Nothing is healthier than exercise for individuals with diabetes, or anyone else for that matter. Even just walking 15-Half-hour after meals is an awesome method to stabilize glycemic variability, improve insulin sensitivity, and burn off recently consumed glucose. In the event you upgrade to a quicker pace, or start jogging, climbing or cycling, your metabolic fitness improves, further optimizing metabolic efficiency.
Here’s the snag with exercise: The metabolic system is adaptive, in order you go from restful to energetic over a period of weeks and months, the metabolism adjusts to optimize efficiency. As your metabolic rate increases, glucose and insulin will each metabolize more quickly and efficiently, so insulin-to-carb ratios will change, and total insulin needs generally drop.
This may increasingly sound complicated — since it is — however it’s not not possible. The prime deterrent for a lot of T1Ds is hypoglycemia, which happens because they don’t expect total insulin requirements to drop a lot, or the incontrovertible fact that when insulin is required just isn’t because it was without exercise. One should try to search out clinicians expert in T1D exercise, but such experts are usually not only hard to search out, insurance doesn’t often cover them.
The purpose being that the trouble is value it, which brings me back to essentially the most basic type of exercise: Walking. Just somewhat bit goes an extended, good distance. Go on–take a brief walk right away. I’ll wait.
And we’re back! Now that you simply’re feeling higher, let’s discuss your feelings.
Stress is the T1D’s worst enemy. It increases cortisol, which induces insulin resistance and signals the liver to provide glucose (neoglucogenesis), each of which make blood sugar harder to stabilize. Everyone knows reducing stress just isn’t easy, but make a mental bookmark on this: One cannot get T1D under control unless stress is reduced. Note that exercise reduces stress and the unpredictability of untamed blood sugar swings.
Sleep can be incredibly essential. A paper in The Lancet showed that glucose levels rose, together with insulin requirements and stress hormones, in non-diabetics deprived of rest. The paper shows graphs of glucose levels from those without sleep, and they give the impression of being as bad as many T1Ds. In the event you’re a T1D without getting proper sleep, self-management will likely be quite difficult.

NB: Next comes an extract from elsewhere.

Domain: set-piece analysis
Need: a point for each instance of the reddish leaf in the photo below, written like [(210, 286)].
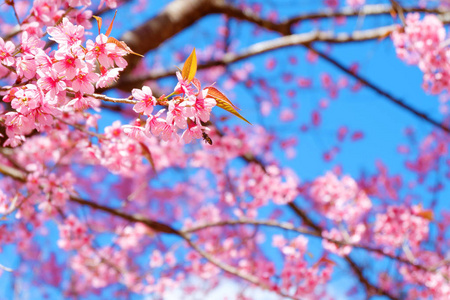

Mental health just isn’t nearly stress, but motivation. You’ve to want to be healthy, and that may probably run counter to your natural desires or tendencies. Clinical depression is kind of high within the T1D community because of the feedback mechanism of poor control and insecurity that it can be controlled. Getting out of that loop is the primary order of business.
That is where psychologist Brian Little’s concept of “free traits” is available in. By “free,” he’s referring to traits that will include certain proclivities, akin to introversion, attraction to risks, or predisposition to sweets, but they’re “free” in that they might be curtailed when something is very important to you — a “core project.” In the event you absolutely love food a lot that you simply are willing to let your glucose levels shoot into the stratosphere, then find another non-T1D-related motivation for not wanting to let that occur.
My “core project” is my desire to in the future have the option to pick up future grandchildren. I don’t need to blandly have a look at them from a hospital bed with tubes keeping me alive as drool drips from the corner of my mouth. What an awful future that may be. I need to stay very healthy, just as I’m right away, and be ready for when those grandchildren come screaming into my house yelling, “Grampa!”
I realize it’ll occur too, because my son continues to vow me that it’s only five or ten years away.